Beyond identical-file dedup. A UIN net-new check also runs — if the PDF's IRDAI UIN already belongs to a catalogued policy, the caller is pointed at the existing marketplace card instead of indexing a duplicate. PDF-text fuzzy matching also runs — if the upload content identifies as a known catalogued product (matching insurer + product-name patterns), the upload endpoint resolves to the existing <insurer-slug>__<product> id and reuses the curated card, skipping fresh extraction entirely (best UX for known products).
On pass. Chunks land in a per-session quarantine Chroma collection — session-isolated, 24 h idle TTL — AND in the shared policies collection so the upload can become a marketplace card.
The locked chat sequence (ADR-044). ack → gated wait → card → choice. The frontend's extractionInFlight flag disables Send, textarea, PDF button, and EVERY voice path (PTT / Sarvam / voice auto-submit) for the entire wait window. The choice prompt NEVER fires before the card-bearing message lands. Live-verified by Playwright: ack at idx 155 → card/fail at idx 315 → choice at idx 500, strictly ordered. Inputs re-enable in the same render as the choice prompt.
The two LLM fast paths. Hash-cache — sha256(pdf_bytes) matches a prior successful extraction → copy that rag/extracted/<pid>.json to this pid, surface llm_used="hash-cache", ~1 s.

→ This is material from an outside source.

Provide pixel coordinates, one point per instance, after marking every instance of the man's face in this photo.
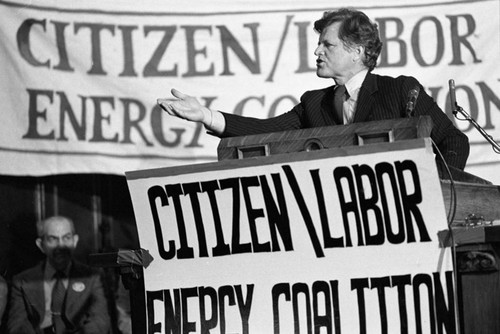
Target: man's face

Gemini path — 3 retries with jittered exponential backoff (2/4/8 s ± 25 %), surfaces llm_used="gemini-2.5-flash#N" where N is the successful attempt, plus llm_response_chars so the operator can see WHICH LLM landed the extraction without HF Space stdout access.
The heuristic floor is a hard guarantee, now significantly fatter (KI-332, 2026-05-27). build_record() runs synchronously inside the upload HTTP call (sub-second) and writes record.json BEFORE the LLM ever fires. The pattern set was expanded from ~16 fields to ~28+ on the 2026-05-27 hardening pass: sum-insured ladder detection (₹3L / ₹5L / ₹10L → list), policy_type, min entry age, child entry days, lifelong-renewability flag, grace period, free-look period, geographic coverage, ICU capping, deductible amount, NCB cap %, organ donor / critical illness / preventive checkup / domiciliary / newborn presence booleans, premium payment modes. Local synthetic test hits 32 fields. Expected upload completeness on LLM-fail rises from ~47.8 % to ~65–70 %. If Gemini fails all 3 retries AND the NIM fallback fails, the card still renders at this richer floor — never fabricated, never a generic "Retry" placeholder. Verified on a hard Test Policy.pdf (8 MB) where Gemini 3/3 retries returned malformed JSON: card still landed with the expanded heuristic data.
Multi-pass per-section extraction for big PDFs (KI-332, 2026-05-27). For uploads with ≥ 25 K chars of extracted text (e.g. dense 100+ page policy wordings, 8 MB PDFs), the single-pass Gemini call reliably truncates JSON mid-emission — the HealthPolicy schema has ~40 fields and a complete output with verbatim quotes can exceed Gemini 2.5-flash's reliable output budget. Solution: split the schema into 7 logical sections (identity, eligibility, financial, waiting periods, coverage, limits, network+claims) and run each as its own smaller Gemini call IN PARALLEL via asyncio.gather. Each call carries ~15 % of the schema → fits comfortably in budget. Failure-isolated: 6/7 sections landing produces a partial extraction strictly better than the heuristic floor. Same wall-clock cost as single-pass (parallel). On total multi-pass failure, falls through to the legacy single-pass + NIM chain (heuristic floor still wins). Activation: len(text) ≥ 25_000 triggers multi-pass; smaller PDFs keep using single-pass (faster, cheaper, works fine).
Status endpoint == scorecard endpoint by construction. When the background extraction finalises, it calls the SAME _catalogue_scorecard(pid, None) resolver that /api/policies/{id}/ scorecard uses. The completeness_pct and overall_grade on GET /api/upload/extraction-status/{pid} are therefore byte- identical to what the inline card renders. Same applies to the hash-cache short-circuit (which had to be fixed separately — earlier draft of the cache branch called build_scorecard(...) without insurer_reviews AND read .overall_grade instead of .grade, silently reporting status=17.4 % / grade None while the card showed 47.8 % / C). 2026-05-27 multi-PDF audit (commit 58e3c82) confirmed parity across manipalcigna, hdfc-ergo, care-health, icici-lombard, star-health, Test Policy.pdf.
Post-card dive-in mode (KI-330). After the card lands the frontend sets activeUploadPid and plumbs it into every chat turn's view_context.active_policy_id. single_brain.handle_turn reads that and prepends an ACTIVE POLICY DIVE-IN block to the system instruction, forcing the brain to answer policy-specific questions via retrieve_policies + get_policy_facts on that pid instead of pivoting to "let me pull your recommendations". Verified 9/10 on the post-fix audit (up from 0/10 pre-fix).
On fail. A clean rejection naming the gate; the file is deleted; nothing is embedded.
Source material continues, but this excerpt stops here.